When we get our answers, {1,1,2,2} is treated as distinct from {2,2,1,1}. Let’s fix that. The following assumes the cardSet is a single list of four integers {1,1,2,3}, and that the possibilitySet is a list of {{ordered four cards},{solutions}} like
{{6,6,6,6},{((6+6)+6)+6,(6+(6+6))+6,(6+6)+(6+6),6+((6+6)+6),6+(6+(6+6)),6 6-(6+6),(6 6-6)-6}}

```solutionsForSet[cardSet_List, possibilitySet_List] := Module[{allVarieties, matches}, allVarieties = Permutations[cardSet]; matches = Select[possibilitySet, MemberQ[allVarieties, #[[1]]] &]; Flatten[matches[[All, 2]], 1]]```

So, what do we find? Running every possible hand of cards through our 64 possible rules, and seeing which come out equal to 24, we find 566 of the 715 possible hands (about 79% of all possible cases) are solvable with arithmetic alone.
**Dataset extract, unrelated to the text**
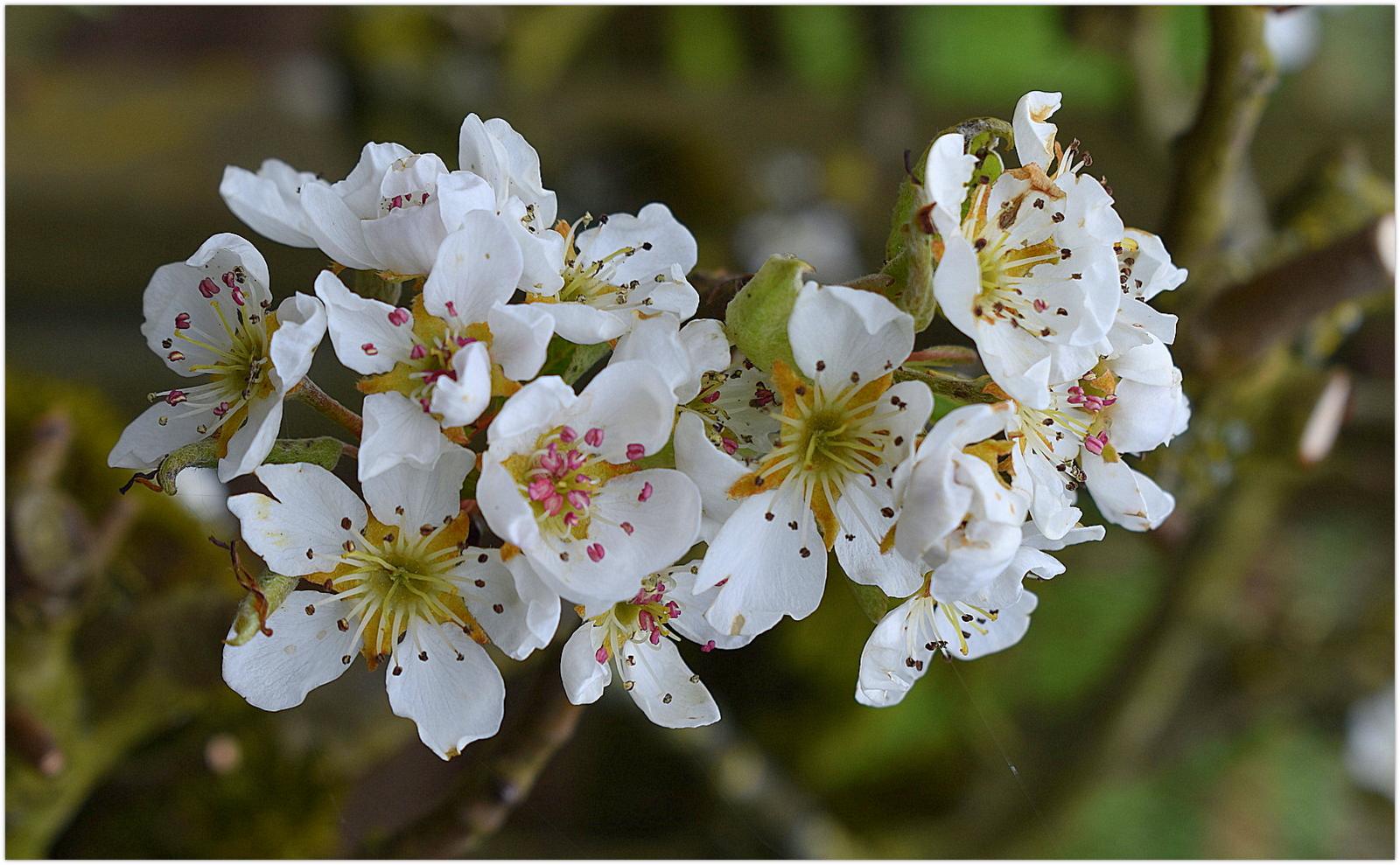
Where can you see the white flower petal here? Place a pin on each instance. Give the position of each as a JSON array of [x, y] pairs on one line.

The unsolvable hands are {{1, 1, 1, 1}, {1, 1, 1, 2}, {1, 1, 1, 3}, {1, 1, 1, 4}, {1, 1, 1, 5}, {1, 1, 1, 6}, {1, 1, 1, 7}, {1, 1, 1, 9}, {1, 1, 1, 10}, {1, 1, 2, 2}, {1, 1, 2, 3}, {1, 1, 2, 4}, {1, 1, 2, 5}, {1, 1, 3, 3}, {1, 1, 5, 9}, {1, 1, 5, 10}, {1, 1, 6, 7}, {1, 1, 6, 10}, {1, 1, 7, 7}, {1, 1, 7, 8}, {1, 1, 7, 9}, {1, 1, 8, 9}, {1, 1, 8, 10}, {1, 1, 9, 9}, {1, 1, 9, 10}, {1, 1, 10, 10}, {1, 2, 2, 2}, {1, 2, 2, 3}, {1, 2, 9, 9}, {1, 2, 9, 10}, {1, 2, 10, 10}, {1, 3, 5, 5}, {1, 4, 7, 10}, {1, 4, 8, 10}, {1, 4, 9, 9}, {1, 5, 5, 7}, {1, 5, 5, 8}, {1, 5, 7, 7}, {1, 6, 6, 7}, {1, 6, 7, 7}, {1, 6, 7, 8}, {1, 6, 10, 10}, {1, 7, 7, 7}, {1, 7, 7, 8}, {1, 7, 10, 10}, {1, 8, 9, 9}, {1, 8, 9, 10}, {1, 8, 10, 10}, {1, 9, 9, 9}, {1, 9, 9, 10}, {1, 9, 10, 10}, {1, 10, 10, 10}, {2, 2, 2, 2}, {2, 2, 2, 6}, {2, 2, 7, 9}, {2, 2, 9, 9}, {2, 3, 3, 4}, {2, 5, 5, 5}, {2, 5, 5, 6}, {2, 5, 9, 9}, {2, 6, 7, 7}, {2, 7, 7, 7}, {2, 7, 7, 9}, {2, 7, 8, 10}, {2, 7, 9, 9}, {2, 9, 9, 9}, {2, 9, 9, 10}, {2, 10, 10, 10}, {3, 3, 4, 10}, {3, 3, 5, 8}, {3, 3, 7, 10}, {3, 3, 10, 10}, {3, 4, 6, 7}, {3, 4, 8, 8}, {3, 4, 9, 10}, {3, 5, 5, 5}, {3, 5, 5, 10}, {3, 5, 7, 7}, {3, 5, 8, 10}, {3, 7, 8, 10}, {3, 10, 10, 10}, {4, 4, 5, 9}, {4, 4, 6, 6}, {4, 4, 6, 7}, {4, 4, 9, 9}, {4, 4, 9, 10}, {4, 7, 7, 9}, {4, 7, 7, 10}, {4, 9, 9, 9}, {4, 9, 10, 10}, {4, 10, 10, 10}, {5, 5, 5, 7}, {5, 5, 5, 8}, {5, 5, 5, 10}, {5, 5, 6, 9}, {5, 5,
6, 10}, {5, 5, 7, 9}, {5, 6, 7, 10}, {5, 7, 7, 7}, {5, 7, 7, 8}, {5, 7, 9, 9}, {5, 8, 9, 9}, {5, 8, 9, 10}, {5, 8, 10, 10}, {5, 9, 9, 9}, {5, 9, 9, 10}, {5, 10, 10, 10}, {6, 6, 6, 7}, {6, 6, 7, 7}, {6, 6, 7, 8}, {6, 6, 9, 9}, {6, 6, 10, 10}, {6, 7, 7, 7}, {6, 7, 7, 8}, {6, 7, 7, 9}, {6, 7, 8, 8}, {6, 7, 9, 10}, {6, 8, 10, 10}, {6, 9, 9, 9}, {6, 9, 10, 10}, {7, 7, 7, 7}, {7, 7, 7, 8}, {7, 7, 7, 9}, {7, 7, 7, 10}, {7, 7, 8, 8}, {7, 7, 8, 9}, {7, 7, 8, 10}, {7, 7, 9, 9}, {7, 7, 10, 10}, {7, 8, 8, 8}, {7, 8, 9, 9}, {7, 9, 9, 9}, {7, 9, 9, 10}, {7, 9, 10, 10}, {7, 10, 10, 10}, {8, 8, 8, 8}, {8, 8, 8, 9}, {8, 8, 9, 9}, {8, 8, 9, 10}, {8, 8, 10, 10}, {8, 9, 9, 9}, {8, 9, 9, 10}, {8, 9, 10, 10}, {8, 10, 10, 10}, {9, 9, 9, 9}, {9, 9, 9, 10}, {9, 9, 10, 10}, {9, 10, 10, 10}, {10, 10, 10, 10}}

These same methods can be used with larger number of functions too, as I will show in coming posts.